Auch die Umgebung von St DENIS entwickelte sich . Mit den Jahren legte sich die Stadt weitere Einrichtungen zu : die Vorschule “les Vavres” , den Festsaal , das Foyer, verschiedene Gelände und Gebäude zu sportlichem und kulturellem Zweck, Kindertagesstätte, Quartier und Kulturtreff und eine Mediathek.

Die Wohngebiete haben die Landschaft verändert und eine neue Bevölkerung hat sich in St Denis niedergelassen . Das Gebiet mit Einfamilienhäusern dehnte sich nach Süden aus (les Côtes, la Grange Maman), dann um die Dorfmitte (Clos St Denis) und schließlich nach Norden (Les Essartis, Chalandré).

UMWELTAKTIVITÄTEN
Die Herausforderungen

Die nachhaltige Entwicklung ist eine wirtschaftliche Entwicklung, die den sozialen Fortschritt fördert und dabei die Umwelt schützt.

De nachhaltige Entwicklung , mit den Möglichkeiten unserer Gemeinde und innerhalb des gesamten Stadtgebiets , muss sich wirtschaftlich und stadtplanerisch zugunsten einer sofort spürbaren Verbesserung der Lebensqualität orientieren und gleichzeitig an die künftigen Generationen denken.

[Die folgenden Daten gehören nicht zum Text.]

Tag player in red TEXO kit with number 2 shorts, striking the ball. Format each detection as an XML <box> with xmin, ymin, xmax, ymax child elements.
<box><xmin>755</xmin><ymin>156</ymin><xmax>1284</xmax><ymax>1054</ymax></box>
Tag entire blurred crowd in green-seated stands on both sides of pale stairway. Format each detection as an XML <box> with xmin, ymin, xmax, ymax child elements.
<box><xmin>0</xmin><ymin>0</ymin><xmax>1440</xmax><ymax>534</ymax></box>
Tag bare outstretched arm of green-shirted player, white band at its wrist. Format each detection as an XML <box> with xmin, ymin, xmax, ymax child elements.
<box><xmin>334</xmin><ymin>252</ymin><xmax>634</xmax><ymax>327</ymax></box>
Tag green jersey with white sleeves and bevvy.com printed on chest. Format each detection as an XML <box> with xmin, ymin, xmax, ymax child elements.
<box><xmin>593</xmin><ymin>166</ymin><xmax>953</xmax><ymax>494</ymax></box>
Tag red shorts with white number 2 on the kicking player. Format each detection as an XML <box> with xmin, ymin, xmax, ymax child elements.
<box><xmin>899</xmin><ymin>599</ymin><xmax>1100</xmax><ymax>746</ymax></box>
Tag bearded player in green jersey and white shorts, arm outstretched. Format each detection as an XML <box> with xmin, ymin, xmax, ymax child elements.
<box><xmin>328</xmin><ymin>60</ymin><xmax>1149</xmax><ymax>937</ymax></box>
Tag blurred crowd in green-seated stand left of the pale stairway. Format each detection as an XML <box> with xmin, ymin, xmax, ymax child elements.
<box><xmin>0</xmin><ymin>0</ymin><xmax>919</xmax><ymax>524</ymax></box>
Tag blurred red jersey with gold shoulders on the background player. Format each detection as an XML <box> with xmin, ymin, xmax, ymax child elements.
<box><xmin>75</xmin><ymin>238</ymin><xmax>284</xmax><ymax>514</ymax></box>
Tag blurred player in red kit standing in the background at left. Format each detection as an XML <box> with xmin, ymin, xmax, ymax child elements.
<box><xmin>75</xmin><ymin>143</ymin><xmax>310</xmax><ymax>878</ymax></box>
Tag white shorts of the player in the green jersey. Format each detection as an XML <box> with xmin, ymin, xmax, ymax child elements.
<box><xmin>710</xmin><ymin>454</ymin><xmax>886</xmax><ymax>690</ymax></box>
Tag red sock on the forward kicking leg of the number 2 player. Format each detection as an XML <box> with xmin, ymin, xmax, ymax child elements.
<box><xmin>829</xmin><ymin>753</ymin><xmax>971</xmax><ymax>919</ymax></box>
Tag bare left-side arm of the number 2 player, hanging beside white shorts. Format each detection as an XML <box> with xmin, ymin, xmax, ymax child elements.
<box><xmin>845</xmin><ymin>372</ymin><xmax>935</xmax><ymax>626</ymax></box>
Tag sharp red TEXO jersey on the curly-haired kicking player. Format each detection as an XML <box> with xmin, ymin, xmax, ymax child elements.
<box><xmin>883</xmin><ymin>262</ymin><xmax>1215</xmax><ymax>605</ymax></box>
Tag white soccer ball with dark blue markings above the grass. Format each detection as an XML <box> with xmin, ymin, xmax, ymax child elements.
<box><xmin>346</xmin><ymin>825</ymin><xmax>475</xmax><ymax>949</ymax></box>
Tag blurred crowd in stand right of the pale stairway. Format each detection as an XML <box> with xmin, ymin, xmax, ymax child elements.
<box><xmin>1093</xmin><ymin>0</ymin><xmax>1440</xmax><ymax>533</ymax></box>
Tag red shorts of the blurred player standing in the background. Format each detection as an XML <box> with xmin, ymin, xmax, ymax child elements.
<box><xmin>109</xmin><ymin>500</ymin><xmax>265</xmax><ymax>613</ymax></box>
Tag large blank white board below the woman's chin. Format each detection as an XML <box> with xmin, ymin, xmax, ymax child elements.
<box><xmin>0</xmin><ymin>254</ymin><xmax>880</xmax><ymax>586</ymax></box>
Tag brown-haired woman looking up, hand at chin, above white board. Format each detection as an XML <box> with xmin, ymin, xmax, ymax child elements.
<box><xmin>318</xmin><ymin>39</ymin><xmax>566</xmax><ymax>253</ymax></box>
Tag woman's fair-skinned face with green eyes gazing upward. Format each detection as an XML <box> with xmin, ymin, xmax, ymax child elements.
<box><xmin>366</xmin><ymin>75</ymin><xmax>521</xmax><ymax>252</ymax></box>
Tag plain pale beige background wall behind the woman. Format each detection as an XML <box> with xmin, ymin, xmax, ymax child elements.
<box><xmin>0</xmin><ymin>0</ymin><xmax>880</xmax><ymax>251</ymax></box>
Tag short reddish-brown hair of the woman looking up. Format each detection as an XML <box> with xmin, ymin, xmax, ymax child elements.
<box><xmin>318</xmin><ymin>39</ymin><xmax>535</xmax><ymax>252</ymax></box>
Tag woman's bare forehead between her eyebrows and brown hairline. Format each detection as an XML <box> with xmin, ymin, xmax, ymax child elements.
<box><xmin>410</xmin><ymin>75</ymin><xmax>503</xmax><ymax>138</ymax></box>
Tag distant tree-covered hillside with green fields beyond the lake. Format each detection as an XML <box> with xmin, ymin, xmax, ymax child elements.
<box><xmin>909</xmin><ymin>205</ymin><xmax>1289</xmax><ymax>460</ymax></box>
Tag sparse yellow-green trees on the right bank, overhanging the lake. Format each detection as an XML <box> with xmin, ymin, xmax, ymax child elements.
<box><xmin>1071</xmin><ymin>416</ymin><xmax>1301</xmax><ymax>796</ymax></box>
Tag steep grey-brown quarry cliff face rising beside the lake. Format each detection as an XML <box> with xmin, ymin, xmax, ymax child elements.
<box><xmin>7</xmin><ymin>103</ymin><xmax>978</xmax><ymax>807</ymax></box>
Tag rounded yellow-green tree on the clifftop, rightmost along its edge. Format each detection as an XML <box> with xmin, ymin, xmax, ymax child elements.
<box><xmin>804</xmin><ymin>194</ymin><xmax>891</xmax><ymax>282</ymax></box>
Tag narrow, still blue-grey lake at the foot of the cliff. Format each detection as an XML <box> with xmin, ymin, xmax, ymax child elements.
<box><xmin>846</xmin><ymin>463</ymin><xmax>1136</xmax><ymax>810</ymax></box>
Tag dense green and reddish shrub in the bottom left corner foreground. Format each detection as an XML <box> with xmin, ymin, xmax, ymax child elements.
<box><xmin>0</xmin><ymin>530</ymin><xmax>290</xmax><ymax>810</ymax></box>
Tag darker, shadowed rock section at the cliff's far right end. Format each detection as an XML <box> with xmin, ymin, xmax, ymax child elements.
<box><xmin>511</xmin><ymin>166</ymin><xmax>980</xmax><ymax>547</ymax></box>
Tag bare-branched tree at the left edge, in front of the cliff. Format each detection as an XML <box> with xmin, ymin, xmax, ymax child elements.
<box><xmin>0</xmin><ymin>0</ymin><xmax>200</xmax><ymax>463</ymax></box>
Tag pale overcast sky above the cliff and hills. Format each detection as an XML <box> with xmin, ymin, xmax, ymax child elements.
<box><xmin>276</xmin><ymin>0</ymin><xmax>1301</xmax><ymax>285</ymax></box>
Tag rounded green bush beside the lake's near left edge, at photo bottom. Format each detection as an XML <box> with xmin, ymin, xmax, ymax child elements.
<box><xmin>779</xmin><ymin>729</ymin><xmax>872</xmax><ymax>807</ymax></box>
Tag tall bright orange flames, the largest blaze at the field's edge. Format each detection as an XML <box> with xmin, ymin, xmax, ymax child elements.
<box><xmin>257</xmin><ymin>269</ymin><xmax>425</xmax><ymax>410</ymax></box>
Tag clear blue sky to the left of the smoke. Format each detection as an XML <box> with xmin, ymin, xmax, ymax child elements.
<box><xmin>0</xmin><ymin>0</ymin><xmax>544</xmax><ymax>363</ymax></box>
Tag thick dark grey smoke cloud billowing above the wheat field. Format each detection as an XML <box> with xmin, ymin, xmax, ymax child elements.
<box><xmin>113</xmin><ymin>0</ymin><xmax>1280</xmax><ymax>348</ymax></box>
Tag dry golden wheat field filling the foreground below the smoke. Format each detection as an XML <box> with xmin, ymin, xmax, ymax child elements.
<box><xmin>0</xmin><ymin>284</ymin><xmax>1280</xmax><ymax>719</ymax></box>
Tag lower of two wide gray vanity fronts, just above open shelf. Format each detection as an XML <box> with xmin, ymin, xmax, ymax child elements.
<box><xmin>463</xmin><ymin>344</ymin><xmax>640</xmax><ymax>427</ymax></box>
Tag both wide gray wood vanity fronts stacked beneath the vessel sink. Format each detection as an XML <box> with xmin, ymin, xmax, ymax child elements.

Konkrete Realisierungen zeugen davon

In der Dorfstraße Gebäude mit hohem Umweltstandard ( Solarmodule)

Kindertagesstätte

Holzheizkraftwerk

Quartier - und Kulturtreff

Weitere Projekte :

Regio-Markt : kollektiver Verkaufsraum für regionale Qualitätserzeugnisse direkt vom Erzeuger,

Ökoviertel

Ein beispielhaftes Holzheizkraftwerk :

Es wurde im März 2008 in Betrieb genommen und versorgt ein Fernwärmenetz . Die Benutzung von Holz statt Gas vermeidet die Ausschüttung von mehr als 1200 Tonnen CO2, wenn es voll ausgelastet ist , pro Jahr in die Atmosphäre .
Sich der nachhaltigen Entwicklung verpflichtend, heizt es die Kindertagesstätte, das Altersheim, die Wohnanlage Prévert, die soziale und kulturelle Begegnungsstätte , sowie den Festsaal. Bald werden auch neugeplante Wohnungen und die umgebaute Grundschule des Dorfes auf diese Weise geheizt.

Gebäude nach dem neuesten Umweltstandard die Kinderkrippe Les Tounesols

Das künftige Ökoviertel

Das von der Gemeinde initiierte Stadterneuerungsprojekt will der erweiterten Dorfmitte wieder Herz und Seele geben , indem es die Prinzipien der nachhaltigen Entwicklung auf wirtschaftlicher, sozialer und umweltbezogener Ebene anwendet.

Die vorbildlichkeit der Stadtverwaltung :

Schon seit Jahren wird in der städtischen Verwaltung Mülltrennung betrieben, sowohl in den Büros, als auch in den Stadtwerken (z.B. Grünmüll).

Die städtischen Behörden verzichten allmählich auf Papier (traditionelle Briefe) .

Ab 2001 werden die Verwaltungsakten elektronisch an die “Préfecture” weitergeleitet. Es reduziert den Papierverbrauch und ermöglicht eine schnellere Zustellung.

Eine verantwortungsbewußte und beispielhafte Satzung zur Umweltverträglichkeit wurde verfasst.